Cells get their instructions from genes, so one way of stopping the spread of cancer would be to change the signals the cells receive from the genes. David Kwiatkowski, MD, PhD, and Alan Lader, PhD, of Dana-Farber Cancer Institute in Boston have identified more than 20 genes involved in the metastatic process. They have discovered that some genes are present in greater or lesser numbers in metastatic cells than in normal cells. They are now examining these genes in detail to determine which are absolutely critical for metastasis and which might be targets for drug therapy.
Drs. Kwiatkowski and Lader have preliminary results on one gene that looks promising. However, another year or two of work in the laboratory is required before studies in animals can begin. Studies in patients are a long way down the road.

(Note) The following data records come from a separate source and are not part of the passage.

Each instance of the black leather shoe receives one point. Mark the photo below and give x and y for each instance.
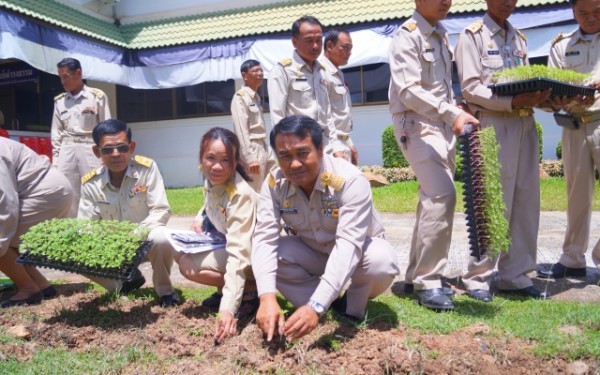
(434, 299)
(214, 301)
(31, 300)
(480, 295)
(170, 300)
(530, 292)
(558, 271)
(410, 289)
(130, 286)
(49, 292)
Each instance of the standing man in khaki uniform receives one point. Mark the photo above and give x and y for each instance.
(337, 235)
(249, 125)
(579, 51)
(31, 191)
(337, 49)
(425, 121)
(129, 188)
(487, 46)
(298, 86)
(76, 112)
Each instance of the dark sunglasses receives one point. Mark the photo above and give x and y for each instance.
(108, 150)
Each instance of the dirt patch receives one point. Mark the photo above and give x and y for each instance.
(179, 340)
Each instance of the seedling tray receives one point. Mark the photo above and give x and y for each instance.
(540, 84)
(126, 272)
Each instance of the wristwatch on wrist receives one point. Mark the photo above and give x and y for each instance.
(317, 308)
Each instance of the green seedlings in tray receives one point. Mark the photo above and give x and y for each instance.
(525, 72)
(494, 208)
(94, 244)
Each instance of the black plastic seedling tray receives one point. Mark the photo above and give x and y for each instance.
(126, 272)
(540, 84)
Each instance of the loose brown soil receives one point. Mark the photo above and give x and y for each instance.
(181, 340)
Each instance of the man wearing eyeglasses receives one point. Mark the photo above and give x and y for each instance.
(129, 188)
(487, 46)
(337, 49)
(76, 112)
(249, 125)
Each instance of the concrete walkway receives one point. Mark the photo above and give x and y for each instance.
(399, 230)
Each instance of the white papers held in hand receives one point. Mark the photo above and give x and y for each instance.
(188, 241)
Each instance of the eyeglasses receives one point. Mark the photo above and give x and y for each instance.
(108, 150)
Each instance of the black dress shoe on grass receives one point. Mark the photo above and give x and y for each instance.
(170, 300)
(480, 295)
(410, 289)
(434, 299)
(558, 271)
(31, 300)
(130, 286)
(530, 292)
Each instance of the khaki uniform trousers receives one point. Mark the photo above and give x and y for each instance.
(51, 199)
(430, 151)
(160, 257)
(300, 267)
(75, 160)
(581, 154)
(519, 156)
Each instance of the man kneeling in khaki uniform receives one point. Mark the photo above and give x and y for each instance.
(336, 234)
(129, 188)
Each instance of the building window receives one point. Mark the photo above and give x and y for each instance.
(205, 99)
(368, 84)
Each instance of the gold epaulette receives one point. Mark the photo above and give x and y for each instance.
(475, 26)
(90, 174)
(330, 179)
(146, 162)
(285, 62)
(556, 39)
(231, 190)
(410, 26)
(98, 93)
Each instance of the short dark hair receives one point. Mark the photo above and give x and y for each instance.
(301, 127)
(308, 19)
(69, 63)
(232, 147)
(248, 64)
(110, 127)
(333, 35)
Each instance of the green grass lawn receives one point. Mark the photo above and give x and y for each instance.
(399, 197)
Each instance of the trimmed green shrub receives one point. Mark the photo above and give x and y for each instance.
(392, 156)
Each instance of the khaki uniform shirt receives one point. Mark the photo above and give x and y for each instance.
(573, 51)
(21, 170)
(339, 98)
(231, 208)
(140, 199)
(421, 71)
(335, 220)
(77, 117)
(248, 123)
(482, 49)
(297, 89)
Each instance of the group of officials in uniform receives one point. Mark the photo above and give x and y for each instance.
(318, 238)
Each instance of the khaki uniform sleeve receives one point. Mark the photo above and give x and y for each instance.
(241, 127)
(277, 86)
(266, 240)
(241, 219)
(471, 76)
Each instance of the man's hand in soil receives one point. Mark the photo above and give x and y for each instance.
(302, 322)
(269, 316)
(226, 326)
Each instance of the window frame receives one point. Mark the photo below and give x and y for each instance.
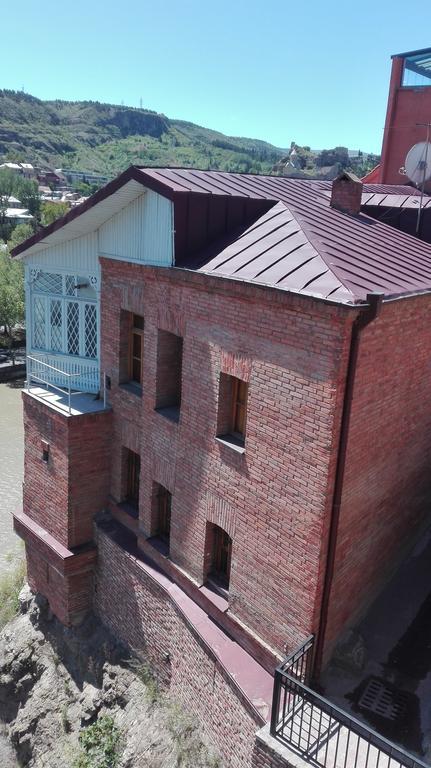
(238, 405)
(45, 335)
(136, 331)
(221, 546)
(132, 470)
(163, 514)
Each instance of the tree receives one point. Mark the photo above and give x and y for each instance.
(11, 292)
(52, 211)
(20, 233)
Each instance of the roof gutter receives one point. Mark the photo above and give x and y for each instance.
(369, 313)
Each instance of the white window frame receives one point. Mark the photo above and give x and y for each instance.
(46, 298)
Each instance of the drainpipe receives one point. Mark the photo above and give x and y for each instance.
(369, 313)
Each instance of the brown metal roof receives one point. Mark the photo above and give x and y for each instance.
(304, 245)
(300, 244)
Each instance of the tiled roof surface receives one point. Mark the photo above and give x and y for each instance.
(300, 244)
(303, 244)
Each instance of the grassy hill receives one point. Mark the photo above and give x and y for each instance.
(106, 138)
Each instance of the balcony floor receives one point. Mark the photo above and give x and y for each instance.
(81, 402)
(385, 660)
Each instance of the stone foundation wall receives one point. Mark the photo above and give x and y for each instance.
(144, 617)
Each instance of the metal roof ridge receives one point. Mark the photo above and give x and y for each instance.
(318, 247)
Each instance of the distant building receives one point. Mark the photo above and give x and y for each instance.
(16, 213)
(26, 169)
(84, 176)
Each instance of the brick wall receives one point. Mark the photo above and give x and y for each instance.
(60, 498)
(63, 494)
(387, 485)
(277, 495)
(142, 614)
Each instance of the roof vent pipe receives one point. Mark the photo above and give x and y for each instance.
(347, 193)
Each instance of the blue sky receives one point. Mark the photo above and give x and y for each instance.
(313, 72)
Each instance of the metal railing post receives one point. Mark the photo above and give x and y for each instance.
(275, 708)
(322, 732)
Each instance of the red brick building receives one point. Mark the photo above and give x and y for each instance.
(408, 113)
(245, 459)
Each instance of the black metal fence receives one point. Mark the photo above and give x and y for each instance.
(322, 733)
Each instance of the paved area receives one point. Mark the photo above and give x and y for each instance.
(381, 672)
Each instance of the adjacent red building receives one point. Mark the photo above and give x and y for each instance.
(407, 116)
(227, 424)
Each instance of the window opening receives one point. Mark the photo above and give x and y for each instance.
(239, 407)
(39, 323)
(163, 523)
(136, 346)
(56, 325)
(73, 328)
(169, 373)
(232, 409)
(221, 557)
(133, 472)
(90, 330)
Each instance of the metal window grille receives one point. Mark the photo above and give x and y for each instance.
(56, 324)
(73, 328)
(39, 323)
(90, 330)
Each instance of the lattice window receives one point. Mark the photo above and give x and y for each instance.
(70, 285)
(48, 282)
(56, 319)
(73, 328)
(90, 330)
(39, 323)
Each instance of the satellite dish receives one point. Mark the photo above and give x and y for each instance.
(418, 162)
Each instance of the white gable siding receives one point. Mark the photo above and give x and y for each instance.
(140, 232)
(76, 256)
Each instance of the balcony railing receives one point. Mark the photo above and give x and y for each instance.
(322, 733)
(68, 384)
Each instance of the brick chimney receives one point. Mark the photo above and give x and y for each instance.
(346, 193)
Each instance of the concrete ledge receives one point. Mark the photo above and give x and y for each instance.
(66, 561)
(252, 684)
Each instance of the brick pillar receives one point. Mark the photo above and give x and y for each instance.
(66, 482)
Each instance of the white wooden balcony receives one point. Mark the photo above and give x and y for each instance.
(68, 383)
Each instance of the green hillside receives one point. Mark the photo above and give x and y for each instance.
(106, 138)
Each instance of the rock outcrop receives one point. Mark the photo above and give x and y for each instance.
(54, 682)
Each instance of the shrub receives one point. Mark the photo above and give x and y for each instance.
(100, 745)
(11, 584)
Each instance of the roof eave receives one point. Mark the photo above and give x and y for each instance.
(133, 173)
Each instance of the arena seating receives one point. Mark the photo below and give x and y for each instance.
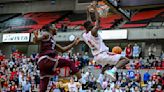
(32, 21)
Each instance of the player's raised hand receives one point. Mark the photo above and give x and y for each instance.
(36, 33)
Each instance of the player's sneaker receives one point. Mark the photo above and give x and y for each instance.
(111, 74)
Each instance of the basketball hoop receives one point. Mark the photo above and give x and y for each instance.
(102, 9)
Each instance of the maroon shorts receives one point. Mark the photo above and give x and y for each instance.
(46, 66)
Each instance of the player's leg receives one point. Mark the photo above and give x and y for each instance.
(46, 70)
(65, 62)
(120, 62)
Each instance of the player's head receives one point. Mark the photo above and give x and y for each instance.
(88, 25)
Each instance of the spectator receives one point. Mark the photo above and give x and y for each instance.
(136, 51)
(146, 77)
(152, 51)
(128, 51)
(27, 87)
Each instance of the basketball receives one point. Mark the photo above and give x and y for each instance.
(117, 50)
(102, 9)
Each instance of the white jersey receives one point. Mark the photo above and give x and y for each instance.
(96, 44)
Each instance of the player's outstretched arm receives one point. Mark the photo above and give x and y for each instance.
(88, 14)
(97, 23)
(66, 48)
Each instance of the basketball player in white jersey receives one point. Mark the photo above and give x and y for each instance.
(97, 46)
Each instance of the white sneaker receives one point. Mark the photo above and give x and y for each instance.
(111, 74)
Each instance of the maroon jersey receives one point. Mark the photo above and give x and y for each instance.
(48, 46)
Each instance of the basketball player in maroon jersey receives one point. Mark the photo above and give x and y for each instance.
(47, 62)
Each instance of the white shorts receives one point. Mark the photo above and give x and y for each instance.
(107, 58)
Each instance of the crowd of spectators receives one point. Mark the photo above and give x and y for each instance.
(20, 73)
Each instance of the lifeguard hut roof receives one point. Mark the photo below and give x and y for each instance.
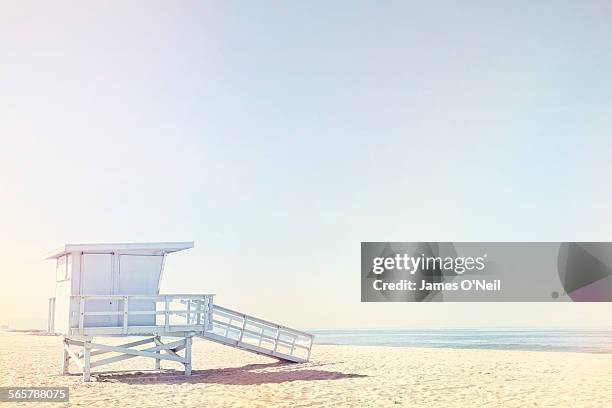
(144, 248)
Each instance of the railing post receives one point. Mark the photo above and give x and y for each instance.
(243, 328)
(125, 314)
(199, 312)
(81, 313)
(188, 341)
(86, 359)
(188, 311)
(293, 345)
(167, 314)
(276, 338)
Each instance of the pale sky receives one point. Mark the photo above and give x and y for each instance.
(279, 135)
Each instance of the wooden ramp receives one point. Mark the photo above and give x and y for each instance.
(256, 335)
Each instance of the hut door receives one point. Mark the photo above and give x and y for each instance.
(97, 279)
(139, 275)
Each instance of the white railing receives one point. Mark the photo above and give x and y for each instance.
(51, 316)
(135, 314)
(255, 334)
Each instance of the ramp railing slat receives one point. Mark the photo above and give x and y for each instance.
(261, 336)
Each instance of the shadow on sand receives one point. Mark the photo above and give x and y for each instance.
(252, 374)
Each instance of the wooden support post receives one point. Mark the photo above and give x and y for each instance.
(188, 341)
(87, 360)
(65, 357)
(157, 360)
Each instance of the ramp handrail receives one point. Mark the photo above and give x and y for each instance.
(259, 335)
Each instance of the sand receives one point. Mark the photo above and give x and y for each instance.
(336, 376)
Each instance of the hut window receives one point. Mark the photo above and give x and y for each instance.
(61, 269)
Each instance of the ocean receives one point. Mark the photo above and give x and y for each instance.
(591, 340)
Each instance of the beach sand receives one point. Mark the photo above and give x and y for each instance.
(335, 376)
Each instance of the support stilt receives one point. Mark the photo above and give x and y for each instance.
(157, 360)
(87, 360)
(65, 357)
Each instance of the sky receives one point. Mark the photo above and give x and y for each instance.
(279, 135)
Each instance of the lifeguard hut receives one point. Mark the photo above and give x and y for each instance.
(110, 290)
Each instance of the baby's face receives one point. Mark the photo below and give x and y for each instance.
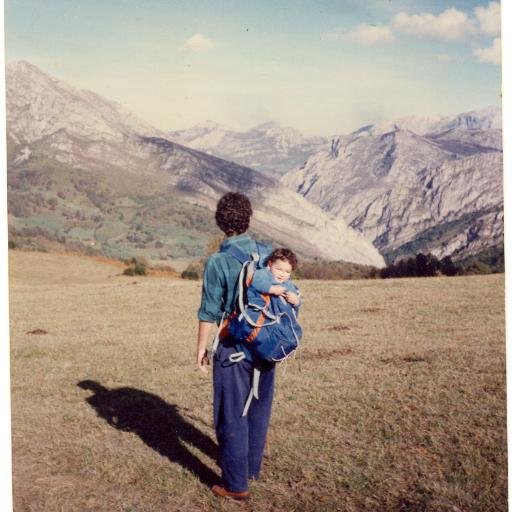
(281, 270)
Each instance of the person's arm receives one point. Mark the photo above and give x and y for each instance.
(262, 282)
(210, 311)
(293, 295)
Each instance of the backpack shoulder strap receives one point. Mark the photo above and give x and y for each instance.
(237, 253)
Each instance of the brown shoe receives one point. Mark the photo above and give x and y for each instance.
(218, 490)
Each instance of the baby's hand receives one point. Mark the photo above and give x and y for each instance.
(277, 289)
(292, 298)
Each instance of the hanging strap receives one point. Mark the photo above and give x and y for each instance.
(217, 335)
(254, 393)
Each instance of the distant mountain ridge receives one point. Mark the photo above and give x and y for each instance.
(267, 147)
(417, 184)
(84, 169)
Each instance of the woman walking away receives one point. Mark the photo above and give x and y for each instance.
(241, 438)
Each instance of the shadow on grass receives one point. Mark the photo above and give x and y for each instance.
(157, 423)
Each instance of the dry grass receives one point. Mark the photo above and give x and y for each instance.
(396, 404)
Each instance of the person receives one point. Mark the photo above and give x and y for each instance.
(274, 279)
(241, 439)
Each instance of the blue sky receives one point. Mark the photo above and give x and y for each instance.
(323, 67)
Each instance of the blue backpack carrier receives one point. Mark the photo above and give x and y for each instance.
(266, 328)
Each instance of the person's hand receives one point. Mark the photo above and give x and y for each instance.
(203, 361)
(292, 298)
(277, 289)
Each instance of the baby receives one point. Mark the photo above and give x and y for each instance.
(274, 279)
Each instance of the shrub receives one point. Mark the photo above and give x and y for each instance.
(137, 267)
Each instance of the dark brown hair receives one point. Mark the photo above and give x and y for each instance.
(233, 213)
(283, 254)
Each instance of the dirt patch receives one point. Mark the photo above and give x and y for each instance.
(327, 354)
(38, 331)
(408, 358)
(338, 328)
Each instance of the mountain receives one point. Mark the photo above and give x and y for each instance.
(267, 147)
(414, 185)
(84, 170)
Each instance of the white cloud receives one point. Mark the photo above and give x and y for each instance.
(444, 57)
(197, 43)
(450, 25)
(492, 55)
(489, 19)
(331, 36)
(369, 35)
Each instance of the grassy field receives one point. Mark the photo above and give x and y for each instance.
(396, 403)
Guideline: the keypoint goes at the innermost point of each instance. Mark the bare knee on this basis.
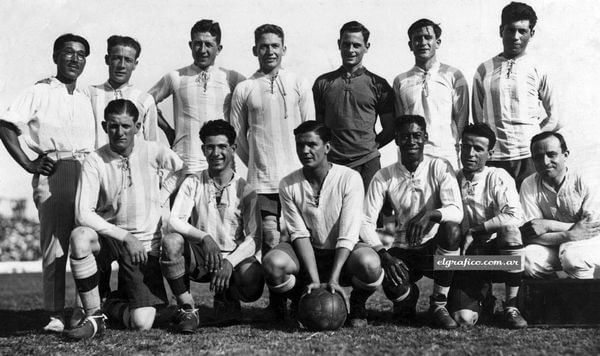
(84, 241)
(172, 246)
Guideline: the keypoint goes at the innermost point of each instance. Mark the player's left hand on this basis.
(220, 279)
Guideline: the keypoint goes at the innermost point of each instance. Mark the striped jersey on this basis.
(507, 94)
(118, 195)
(490, 198)
(265, 110)
(102, 94)
(230, 220)
(198, 96)
(431, 186)
(441, 96)
(331, 218)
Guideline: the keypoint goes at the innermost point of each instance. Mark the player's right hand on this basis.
(136, 249)
(395, 270)
(43, 165)
(212, 253)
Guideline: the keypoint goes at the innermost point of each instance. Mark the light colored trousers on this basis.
(54, 197)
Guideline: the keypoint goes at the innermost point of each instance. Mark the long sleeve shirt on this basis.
(441, 96)
(331, 218)
(265, 110)
(431, 186)
(119, 195)
(230, 221)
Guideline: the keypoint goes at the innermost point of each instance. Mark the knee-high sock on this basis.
(85, 273)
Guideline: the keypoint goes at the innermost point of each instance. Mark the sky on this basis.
(566, 42)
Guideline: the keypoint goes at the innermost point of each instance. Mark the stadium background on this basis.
(566, 42)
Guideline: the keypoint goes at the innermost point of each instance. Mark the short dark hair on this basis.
(116, 40)
(544, 135)
(69, 37)
(218, 127)
(121, 106)
(355, 26)
(410, 119)
(268, 28)
(481, 129)
(424, 23)
(517, 11)
(323, 131)
(209, 26)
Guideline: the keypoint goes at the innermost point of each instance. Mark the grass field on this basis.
(21, 321)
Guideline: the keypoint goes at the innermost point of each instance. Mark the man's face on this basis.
(269, 50)
(515, 37)
(121, 63)
(424, 44)
(121, 130)
(218, 152)
(311, 149)
(352, 48)
(205, 49)
(411, 140)
(549, 160)
(70, 61)
(474, 153)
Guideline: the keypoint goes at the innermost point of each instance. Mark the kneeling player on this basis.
(425, 196)
(322, 207)
(118, 210)
(492, 216)
(220, 243)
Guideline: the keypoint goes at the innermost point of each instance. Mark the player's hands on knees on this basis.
(220, 279)
(212, 253)
(43, 165)
(396, 271)
(584, 229)
(136, 249)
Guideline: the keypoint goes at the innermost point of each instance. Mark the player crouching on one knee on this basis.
(118, 212)
(492, 215)
(322, 207)
(426, 199)
(220, 243)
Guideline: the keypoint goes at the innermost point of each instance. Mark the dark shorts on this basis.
(141, 285)
(324, 260)
(268, 204)
(469, 288)
(195, 258)
(519, 169)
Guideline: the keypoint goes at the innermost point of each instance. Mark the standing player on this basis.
(426, 199)
(119, 213)
(491, 223)
(322, 207)
(57, 122)
(220, 243)
(265, 109)
(122, 58)
(349, 100)
(201, 92)
(562, 229)
(435, 91)
(508, 90)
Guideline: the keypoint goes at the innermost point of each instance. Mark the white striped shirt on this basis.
(441, 96)
(198, 96)
(507, 94)
(51, 119)
(333, 218)
(118, 195)
(102, 94)
(490, 198)
(265, 112)
(230, 222)
(432, 185)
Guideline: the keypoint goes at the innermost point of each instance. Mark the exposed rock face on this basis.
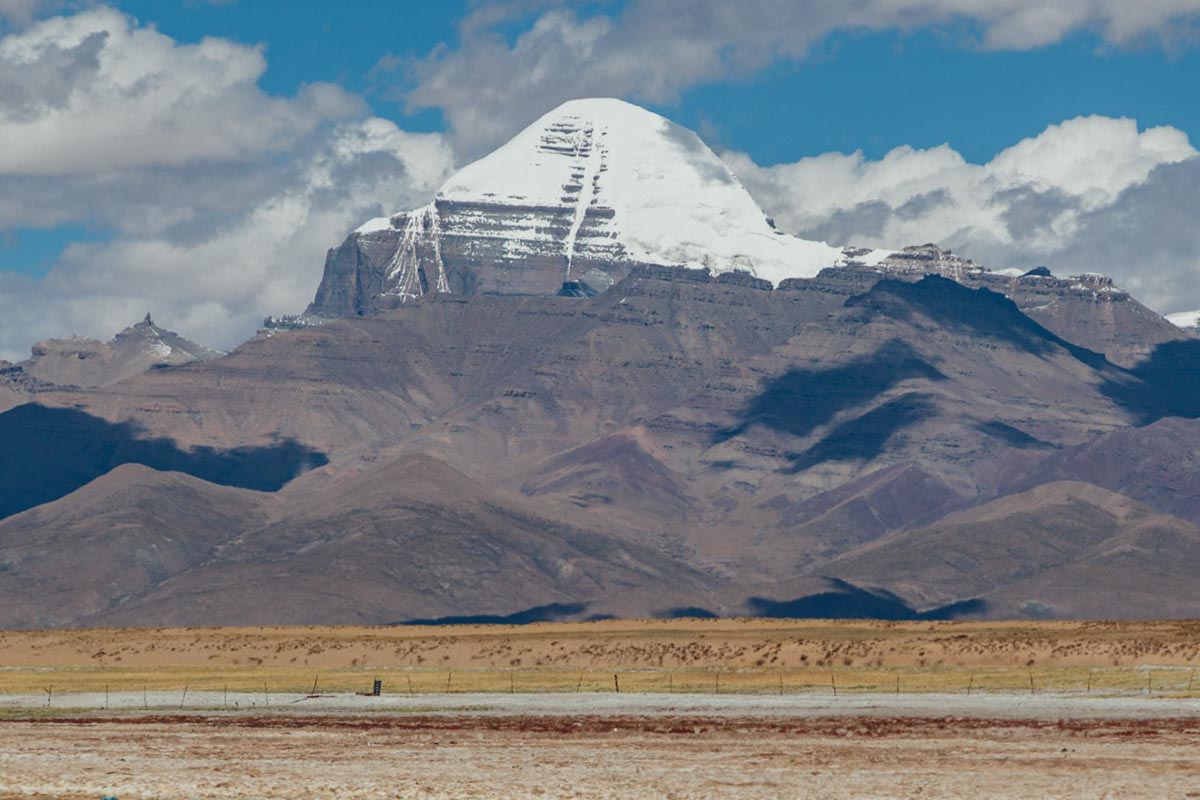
(679, 440)
(1087, 310)
(78, 361)
(592, 377)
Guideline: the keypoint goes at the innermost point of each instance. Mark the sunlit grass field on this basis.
(682, 656)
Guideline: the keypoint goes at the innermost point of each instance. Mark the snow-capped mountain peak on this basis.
(583, 194)
(672, 200)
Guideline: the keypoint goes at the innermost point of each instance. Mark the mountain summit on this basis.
(588, 191)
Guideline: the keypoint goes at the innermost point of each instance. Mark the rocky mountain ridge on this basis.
(546, 396)
(78, 361)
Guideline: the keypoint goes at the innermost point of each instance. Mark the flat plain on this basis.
(706, 708)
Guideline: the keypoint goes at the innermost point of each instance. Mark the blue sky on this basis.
(780, 85)
(856, 91)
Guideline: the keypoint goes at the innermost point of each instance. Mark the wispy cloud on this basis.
(1092, 194)
(220, 198)
(652, 50)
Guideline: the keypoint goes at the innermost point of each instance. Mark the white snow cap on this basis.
(673, 200)
(1185, 319)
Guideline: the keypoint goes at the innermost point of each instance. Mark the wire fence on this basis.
(1181, 681)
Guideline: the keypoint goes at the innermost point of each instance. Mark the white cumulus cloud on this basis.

At present, no single “metastasis gene” has been identified, except for the membrane-cytoskeleton component ezrin, which appears to be necessary for metastases in rhabdomyosarcoma and osteosarcoma.
The role of chemokine receptors is another area under investigation. Chemokines are substances secreted by cells that have an effect on other cells, such as in promoting metastasis. For example, some breast cancer cells express the chemokine receptors CXCR4 and CCR7. The chemokines that bind to these receptors are very common in the parts of the body where breast cancers commonly metastasize. Studies in animals indicate that blockage of the interaction between CXCR4 and its chemokines decreases breast cancer metastases.